Pre-schoolers fund a rising Bear market

Rupert is back on our screens but he has his eye on more than TV revenue, says Huw J. Williams.

Rupert the Bear is 86 years old on 8 November. The anniversary of his first appearance as a Daily Express cartoon will see a remodelled Rupert in a new television show as part of Five’s Milkshake children’s strand. He is the latest well-worn children’s character to be given a makeover to appeal to a new generation and his reappearance on our screens marks the start of a campaign to make this old children’s favourite a lucrative global brand.

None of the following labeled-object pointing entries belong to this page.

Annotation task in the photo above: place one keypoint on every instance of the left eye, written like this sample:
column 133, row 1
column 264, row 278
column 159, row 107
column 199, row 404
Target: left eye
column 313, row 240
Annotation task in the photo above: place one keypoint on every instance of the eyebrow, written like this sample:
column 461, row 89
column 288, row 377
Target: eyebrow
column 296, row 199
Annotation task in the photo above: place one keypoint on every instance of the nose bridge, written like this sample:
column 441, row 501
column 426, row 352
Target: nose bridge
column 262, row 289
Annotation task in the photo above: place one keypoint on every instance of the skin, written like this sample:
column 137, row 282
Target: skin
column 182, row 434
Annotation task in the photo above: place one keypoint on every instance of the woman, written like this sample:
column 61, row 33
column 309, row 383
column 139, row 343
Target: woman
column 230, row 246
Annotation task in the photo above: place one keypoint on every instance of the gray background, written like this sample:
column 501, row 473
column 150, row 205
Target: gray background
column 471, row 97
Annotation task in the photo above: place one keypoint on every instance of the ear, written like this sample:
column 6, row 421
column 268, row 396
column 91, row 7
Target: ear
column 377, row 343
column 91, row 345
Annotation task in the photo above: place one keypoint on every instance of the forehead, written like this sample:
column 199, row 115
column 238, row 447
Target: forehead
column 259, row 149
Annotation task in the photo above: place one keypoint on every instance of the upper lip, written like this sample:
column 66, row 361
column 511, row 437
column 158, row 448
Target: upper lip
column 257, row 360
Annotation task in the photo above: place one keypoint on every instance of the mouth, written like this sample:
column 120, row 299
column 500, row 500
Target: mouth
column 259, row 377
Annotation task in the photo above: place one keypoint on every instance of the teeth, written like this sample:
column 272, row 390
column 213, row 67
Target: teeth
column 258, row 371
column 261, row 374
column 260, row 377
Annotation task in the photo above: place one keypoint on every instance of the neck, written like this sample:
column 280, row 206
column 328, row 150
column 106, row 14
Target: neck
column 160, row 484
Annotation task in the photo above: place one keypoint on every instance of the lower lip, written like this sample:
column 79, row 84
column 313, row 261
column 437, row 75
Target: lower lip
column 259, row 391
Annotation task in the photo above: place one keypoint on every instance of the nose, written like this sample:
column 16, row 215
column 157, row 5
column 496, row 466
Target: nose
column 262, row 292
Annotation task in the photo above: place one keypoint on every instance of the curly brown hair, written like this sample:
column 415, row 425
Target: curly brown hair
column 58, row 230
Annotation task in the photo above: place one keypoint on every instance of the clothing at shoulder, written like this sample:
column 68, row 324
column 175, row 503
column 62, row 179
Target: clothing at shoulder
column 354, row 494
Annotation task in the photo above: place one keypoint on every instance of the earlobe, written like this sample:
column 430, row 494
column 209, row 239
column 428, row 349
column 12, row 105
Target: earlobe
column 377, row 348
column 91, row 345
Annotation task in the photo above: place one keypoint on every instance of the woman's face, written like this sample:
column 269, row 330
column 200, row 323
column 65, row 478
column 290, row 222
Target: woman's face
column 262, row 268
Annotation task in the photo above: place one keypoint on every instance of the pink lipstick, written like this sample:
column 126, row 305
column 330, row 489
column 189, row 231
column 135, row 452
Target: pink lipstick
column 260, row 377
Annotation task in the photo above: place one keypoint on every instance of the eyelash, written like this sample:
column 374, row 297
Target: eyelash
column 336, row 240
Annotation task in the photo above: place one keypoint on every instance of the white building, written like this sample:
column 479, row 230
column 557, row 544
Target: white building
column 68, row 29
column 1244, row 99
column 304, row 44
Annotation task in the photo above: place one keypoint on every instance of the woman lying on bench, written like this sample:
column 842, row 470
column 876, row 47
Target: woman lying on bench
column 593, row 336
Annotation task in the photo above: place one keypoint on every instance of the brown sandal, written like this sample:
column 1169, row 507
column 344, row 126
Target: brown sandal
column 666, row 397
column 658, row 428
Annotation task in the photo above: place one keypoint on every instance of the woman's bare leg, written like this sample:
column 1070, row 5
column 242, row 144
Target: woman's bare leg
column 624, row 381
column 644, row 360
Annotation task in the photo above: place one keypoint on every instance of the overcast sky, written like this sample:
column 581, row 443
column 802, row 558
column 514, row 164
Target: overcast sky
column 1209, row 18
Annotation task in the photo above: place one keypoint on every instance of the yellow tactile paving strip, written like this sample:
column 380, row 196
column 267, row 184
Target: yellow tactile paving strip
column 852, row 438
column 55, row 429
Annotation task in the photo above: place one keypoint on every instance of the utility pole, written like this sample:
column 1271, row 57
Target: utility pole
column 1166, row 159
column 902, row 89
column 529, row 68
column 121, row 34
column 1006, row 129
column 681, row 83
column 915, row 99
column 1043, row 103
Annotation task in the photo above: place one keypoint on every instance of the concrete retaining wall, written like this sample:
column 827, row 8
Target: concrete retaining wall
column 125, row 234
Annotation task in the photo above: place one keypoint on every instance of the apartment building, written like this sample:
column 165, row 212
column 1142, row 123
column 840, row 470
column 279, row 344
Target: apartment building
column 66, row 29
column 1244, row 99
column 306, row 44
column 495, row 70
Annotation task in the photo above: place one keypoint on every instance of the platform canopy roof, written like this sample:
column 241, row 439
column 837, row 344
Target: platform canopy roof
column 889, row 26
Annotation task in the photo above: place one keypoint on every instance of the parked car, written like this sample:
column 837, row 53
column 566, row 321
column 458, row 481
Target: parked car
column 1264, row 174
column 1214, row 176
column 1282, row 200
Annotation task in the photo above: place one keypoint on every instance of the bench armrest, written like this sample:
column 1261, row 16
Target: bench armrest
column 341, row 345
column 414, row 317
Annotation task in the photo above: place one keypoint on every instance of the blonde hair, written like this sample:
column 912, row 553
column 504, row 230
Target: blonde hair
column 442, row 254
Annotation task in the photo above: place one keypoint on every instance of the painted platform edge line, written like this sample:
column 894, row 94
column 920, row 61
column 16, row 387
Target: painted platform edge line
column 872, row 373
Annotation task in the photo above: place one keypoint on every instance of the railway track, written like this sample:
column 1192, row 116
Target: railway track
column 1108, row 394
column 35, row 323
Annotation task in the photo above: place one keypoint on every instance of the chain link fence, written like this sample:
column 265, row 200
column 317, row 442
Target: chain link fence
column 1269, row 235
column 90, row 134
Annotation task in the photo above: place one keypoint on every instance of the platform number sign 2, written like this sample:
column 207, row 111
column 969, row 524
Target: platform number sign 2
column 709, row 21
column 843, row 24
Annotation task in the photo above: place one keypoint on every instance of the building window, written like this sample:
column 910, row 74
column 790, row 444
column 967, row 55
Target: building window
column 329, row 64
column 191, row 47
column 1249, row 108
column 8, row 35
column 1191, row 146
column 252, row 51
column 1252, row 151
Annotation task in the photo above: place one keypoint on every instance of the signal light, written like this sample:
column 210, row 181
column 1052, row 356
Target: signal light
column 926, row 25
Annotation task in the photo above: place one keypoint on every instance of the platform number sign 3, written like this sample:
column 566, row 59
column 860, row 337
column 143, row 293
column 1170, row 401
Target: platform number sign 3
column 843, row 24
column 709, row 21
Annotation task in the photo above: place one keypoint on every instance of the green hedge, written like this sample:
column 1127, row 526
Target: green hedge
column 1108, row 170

Getting a character on to television is merely the first step towards the real money: merchandising revenue. The UK pre-school product market is estimated to be worth £764m a year, and a significant percentage of these toys, clothes and other goods are emblazoned with images of television characters. Pre-school favourites The Tweenies generated over £400m during a three-year period for UK sales alone. Bob the Builder is shown in more than 200 countries.

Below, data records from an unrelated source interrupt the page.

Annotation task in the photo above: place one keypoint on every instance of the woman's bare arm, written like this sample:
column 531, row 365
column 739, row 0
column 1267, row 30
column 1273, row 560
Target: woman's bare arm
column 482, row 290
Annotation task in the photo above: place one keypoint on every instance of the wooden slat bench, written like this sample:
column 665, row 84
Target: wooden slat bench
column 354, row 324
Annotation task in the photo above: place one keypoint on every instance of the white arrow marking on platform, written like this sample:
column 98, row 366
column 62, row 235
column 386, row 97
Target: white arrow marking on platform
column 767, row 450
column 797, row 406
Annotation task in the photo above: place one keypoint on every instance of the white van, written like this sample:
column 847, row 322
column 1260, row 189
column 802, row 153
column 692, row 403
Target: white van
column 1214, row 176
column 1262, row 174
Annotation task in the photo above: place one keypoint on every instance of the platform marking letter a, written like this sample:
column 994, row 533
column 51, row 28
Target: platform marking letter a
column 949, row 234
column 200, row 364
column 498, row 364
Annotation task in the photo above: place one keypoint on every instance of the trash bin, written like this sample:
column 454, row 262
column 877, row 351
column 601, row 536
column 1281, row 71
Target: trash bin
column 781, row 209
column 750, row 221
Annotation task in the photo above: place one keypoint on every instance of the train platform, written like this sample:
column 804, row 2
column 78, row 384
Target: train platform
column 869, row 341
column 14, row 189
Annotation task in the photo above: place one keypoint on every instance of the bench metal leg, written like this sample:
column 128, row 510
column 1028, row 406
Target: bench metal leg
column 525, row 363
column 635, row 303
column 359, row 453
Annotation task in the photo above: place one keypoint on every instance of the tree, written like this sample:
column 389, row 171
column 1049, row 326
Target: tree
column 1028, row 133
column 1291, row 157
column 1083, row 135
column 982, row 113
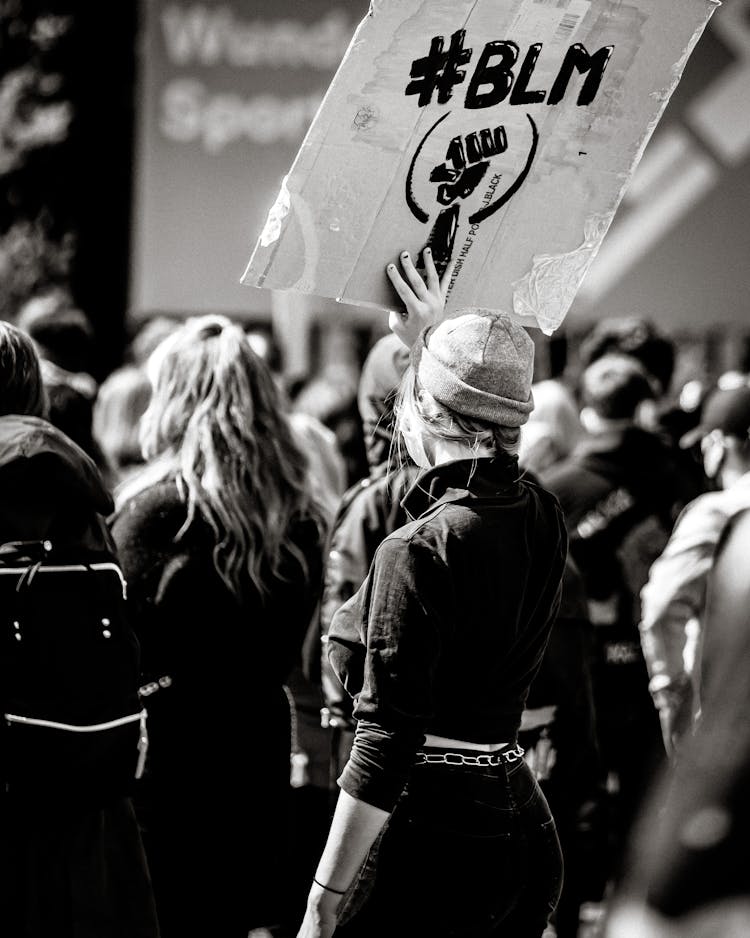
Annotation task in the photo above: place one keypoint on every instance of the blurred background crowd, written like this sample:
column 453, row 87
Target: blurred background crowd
column 139, row 152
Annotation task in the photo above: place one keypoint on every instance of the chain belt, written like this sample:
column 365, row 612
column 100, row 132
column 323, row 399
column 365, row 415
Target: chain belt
column 459, row 758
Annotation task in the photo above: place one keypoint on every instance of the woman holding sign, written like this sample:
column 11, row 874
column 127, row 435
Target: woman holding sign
column 440, row 828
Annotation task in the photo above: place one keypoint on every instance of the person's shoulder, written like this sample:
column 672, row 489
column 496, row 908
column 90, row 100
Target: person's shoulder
column 155, row 503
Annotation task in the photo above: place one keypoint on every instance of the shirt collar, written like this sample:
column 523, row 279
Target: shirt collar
column 461, row 479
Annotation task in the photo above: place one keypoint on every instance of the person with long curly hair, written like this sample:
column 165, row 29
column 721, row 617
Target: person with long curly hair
column 221, row 543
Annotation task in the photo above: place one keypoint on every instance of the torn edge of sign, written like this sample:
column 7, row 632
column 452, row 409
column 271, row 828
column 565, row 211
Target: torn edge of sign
column 546, row 292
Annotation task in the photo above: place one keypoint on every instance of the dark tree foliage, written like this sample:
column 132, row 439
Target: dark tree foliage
column 66, row 129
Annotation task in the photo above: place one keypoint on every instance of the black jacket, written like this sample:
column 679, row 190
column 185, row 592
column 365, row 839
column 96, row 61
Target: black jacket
column 448, row 631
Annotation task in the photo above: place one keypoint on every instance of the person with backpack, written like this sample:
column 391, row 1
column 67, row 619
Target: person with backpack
column 440, row 827
column 72, row 732
column 221, row 542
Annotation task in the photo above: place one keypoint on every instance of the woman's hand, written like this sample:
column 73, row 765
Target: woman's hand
column 320, row 914
column 424, row 299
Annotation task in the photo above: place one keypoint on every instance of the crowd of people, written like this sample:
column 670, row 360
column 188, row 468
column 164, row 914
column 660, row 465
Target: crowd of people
column 514, row 645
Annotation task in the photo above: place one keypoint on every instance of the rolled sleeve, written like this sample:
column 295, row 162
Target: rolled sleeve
column 402, row 618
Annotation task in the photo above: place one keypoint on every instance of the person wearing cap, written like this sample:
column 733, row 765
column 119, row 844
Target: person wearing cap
column 620, row 490
column 440, row 827
column 673, row 599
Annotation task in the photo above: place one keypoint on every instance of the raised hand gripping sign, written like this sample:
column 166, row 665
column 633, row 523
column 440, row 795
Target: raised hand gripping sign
column 501, row 133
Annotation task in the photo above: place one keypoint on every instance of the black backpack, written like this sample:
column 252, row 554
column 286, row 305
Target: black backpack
column 72, row 719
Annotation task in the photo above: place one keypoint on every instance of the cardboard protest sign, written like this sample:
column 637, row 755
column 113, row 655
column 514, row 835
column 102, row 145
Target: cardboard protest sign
column 502, row 133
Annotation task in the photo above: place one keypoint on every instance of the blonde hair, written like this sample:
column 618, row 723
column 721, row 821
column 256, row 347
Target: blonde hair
column 415, row 407
column 21, row 387
column 215, row 422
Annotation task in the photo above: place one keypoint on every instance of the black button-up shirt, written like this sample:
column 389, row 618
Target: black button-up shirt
column 449, row 628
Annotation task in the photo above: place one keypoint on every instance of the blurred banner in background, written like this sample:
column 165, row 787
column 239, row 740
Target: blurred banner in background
column 227, row 92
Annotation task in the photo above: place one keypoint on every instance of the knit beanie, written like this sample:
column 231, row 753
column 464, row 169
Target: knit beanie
column 480, row 364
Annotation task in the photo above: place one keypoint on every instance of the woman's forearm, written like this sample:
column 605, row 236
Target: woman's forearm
column 354, row 827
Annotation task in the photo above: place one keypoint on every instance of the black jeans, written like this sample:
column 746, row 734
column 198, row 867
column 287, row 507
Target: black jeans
column 468, row 852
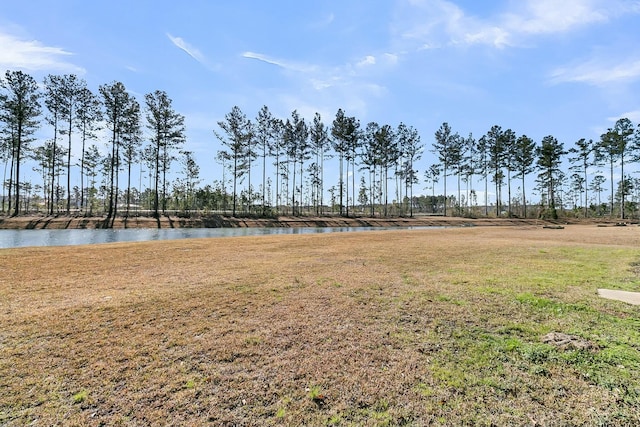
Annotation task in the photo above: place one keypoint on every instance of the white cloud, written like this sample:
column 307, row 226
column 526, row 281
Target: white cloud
column 437, row 22
column 368, row 60
column 634, row 116
column 598, row 72
column 32, row 55
column 187, row 48
column 552, row 16
column 287, row 65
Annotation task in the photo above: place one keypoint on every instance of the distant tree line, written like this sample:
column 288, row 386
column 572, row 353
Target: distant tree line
column 274, row 166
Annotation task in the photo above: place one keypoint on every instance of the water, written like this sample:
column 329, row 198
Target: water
column 22, row 238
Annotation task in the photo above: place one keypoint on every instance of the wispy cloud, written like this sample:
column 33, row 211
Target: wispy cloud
column 33, row 55
column 436, row 22
column 190, row 50
column 598, row 72
column 634, row 116
column 287, row 65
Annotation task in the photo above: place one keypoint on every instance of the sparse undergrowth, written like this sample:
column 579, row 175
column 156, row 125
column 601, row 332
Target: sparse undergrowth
column 413, row 327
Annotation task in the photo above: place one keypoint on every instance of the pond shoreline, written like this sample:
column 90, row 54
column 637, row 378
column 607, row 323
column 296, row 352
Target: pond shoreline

But even a prime-time slot on children’s terrestrial television does not guarantee success. Children are incredibly selective about what they will take to their hearts. Jane Smith, group commercial director of Entertainment Rights, the company behind the Rupert relaunch, says that to work, a character has to have integrity: ‘The pre-school audience is pretty discerning. If they don’t like it they don’t watch it. They have to have an emotional connection before they will want to buy a Postman Pat jigsaw. They have to like the characters.’

Once that emotional bond is forged, the merchandising potential is not limited to toys. Global DVD sales are worth around £27bn annually, and the children’s segment of that market is 15-20 per cent. Then there are the clothes, books, stationery, foods, bedspreads, and myriad other items.

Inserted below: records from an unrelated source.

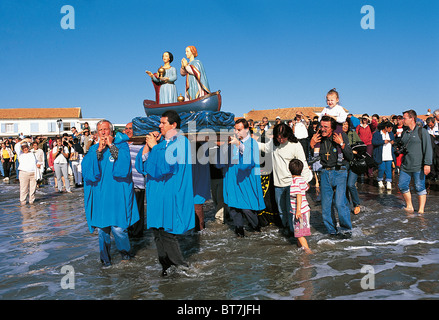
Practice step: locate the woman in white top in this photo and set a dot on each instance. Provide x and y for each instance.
(60, 164)
(28, 167)
(285, 148)
(39, 155)
(383, 153)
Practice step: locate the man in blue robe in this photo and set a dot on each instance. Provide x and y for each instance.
(166, 160)
(108, 191)
(242, 182)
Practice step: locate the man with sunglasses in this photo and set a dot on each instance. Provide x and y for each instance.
(28, 166)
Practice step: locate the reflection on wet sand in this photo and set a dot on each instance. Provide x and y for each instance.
(37, 240)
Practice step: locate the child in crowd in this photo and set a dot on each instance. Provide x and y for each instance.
(299, 205)
(334, 110)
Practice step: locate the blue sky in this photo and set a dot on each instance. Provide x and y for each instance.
(261, 54)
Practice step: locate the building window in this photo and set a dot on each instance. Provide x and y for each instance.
(9, 127)
(34, 128)
(51, 127)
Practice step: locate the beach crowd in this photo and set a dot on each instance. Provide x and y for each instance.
(259, 177)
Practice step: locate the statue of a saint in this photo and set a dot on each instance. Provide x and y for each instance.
(166, 91)
(196, 81)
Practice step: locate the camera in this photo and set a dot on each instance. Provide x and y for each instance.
(400, 149)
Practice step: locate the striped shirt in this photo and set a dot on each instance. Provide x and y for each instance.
(138, 178)
(299, 186)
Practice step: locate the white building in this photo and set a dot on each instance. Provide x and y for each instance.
(47, 122)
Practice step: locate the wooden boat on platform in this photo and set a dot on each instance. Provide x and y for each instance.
(210, 102)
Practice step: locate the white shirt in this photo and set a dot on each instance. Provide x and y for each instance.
(60, 158)
(337, 112)
(27, 161)
(282, 155)
(300, 130)
(387, 147)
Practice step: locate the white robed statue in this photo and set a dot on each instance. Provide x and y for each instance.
(166, 91)
(197, 85)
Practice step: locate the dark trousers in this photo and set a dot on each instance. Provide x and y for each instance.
(6, 167)
(168, 249)
(136, 230)
(238, 215)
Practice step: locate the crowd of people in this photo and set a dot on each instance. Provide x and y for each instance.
(30, 158)
(259, 177)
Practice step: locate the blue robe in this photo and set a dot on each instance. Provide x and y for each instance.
(201, 179)
(108, 187)
(242, 182)
(169, 190)
(196, 84)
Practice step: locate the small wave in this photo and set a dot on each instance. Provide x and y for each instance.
(404, 242)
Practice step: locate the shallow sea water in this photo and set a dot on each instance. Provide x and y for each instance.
(396, 252)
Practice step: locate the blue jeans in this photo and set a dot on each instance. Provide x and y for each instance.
(335, 179)
(282, 196)
(352, 179)
(122, 243)
(385, 168)
(419, 179)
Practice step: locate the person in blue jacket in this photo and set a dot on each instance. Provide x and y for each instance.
(108, 191)
(166, 162)
(242, 181)
(383, 152)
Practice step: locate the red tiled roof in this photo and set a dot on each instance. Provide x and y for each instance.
(40, 113)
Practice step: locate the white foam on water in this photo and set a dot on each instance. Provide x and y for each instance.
(404, 242)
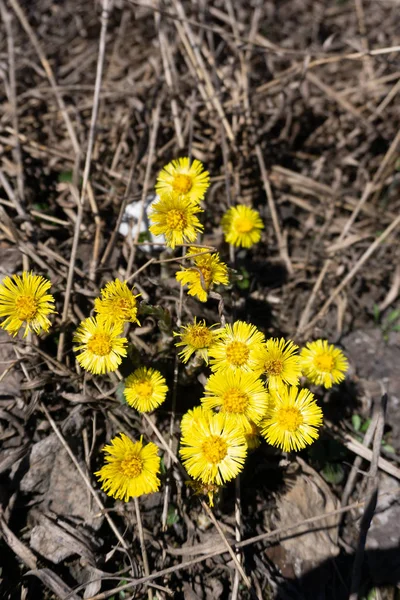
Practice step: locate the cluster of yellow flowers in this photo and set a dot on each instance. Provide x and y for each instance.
(254, 387)
(253, 390)
(181, 186)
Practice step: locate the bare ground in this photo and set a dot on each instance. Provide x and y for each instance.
(294, 109)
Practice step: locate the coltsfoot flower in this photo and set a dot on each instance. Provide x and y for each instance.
(101, 344)
(239, 394)
(215, 450)
(196, 338)
(117, 303)
(131, 468)
(242, 226)
(25, 302)
(236, 348)
(175, 218)
(323, 363)
(292, 420)
(279, 361)
(145, 389)
(181, 178)
(207, 270)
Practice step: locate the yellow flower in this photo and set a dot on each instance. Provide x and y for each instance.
(215, 450)
(207, 271)
(237, 347)
(193, 417)
(101, 345)
(117, 303)
(131, 468)
(323, 363)
(242, 226)
(181, 178)
(279, 361)
(175, 217)
(25, 302)
(292, 420)
(196, 338)
(145, 389)
(240, 394)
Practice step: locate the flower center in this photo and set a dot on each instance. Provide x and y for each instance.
(199, 337)
(324, 362)
(215, 449)
(244, 225)
(120, 304)
(176, 220)
(144, 388)
(100, 344)
(235, 400)
(273, 366)
(237, 353)
(26, 307)
(182, 184)
(131, 465)
(289, 419)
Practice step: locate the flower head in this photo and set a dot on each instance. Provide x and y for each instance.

Though Rupert the Bear has been around since 1920, has had previous television programmes and flirted with merchandising, Entertainment Rights is not in a rush to market a swathe of products to tempt young consumers. This is in part due to the fact that the new Rupert has been give a makeover to bring him into line with the sophisticated tastes of today’s pre-school child. It is also because, when dealing with the under-fives, there’s no such thing as a pedigree, as Jane Smith points out.

‘Kids of three or four might have heard of Rupert through mum and dad, but he is not a character they are familiar with,’ she says.

‘We launched the website a month ago, driving consumers to the programme, and once it is on air we will work with Five to increase audience awareness. It will probably be six to nine months before you see any products at retail.’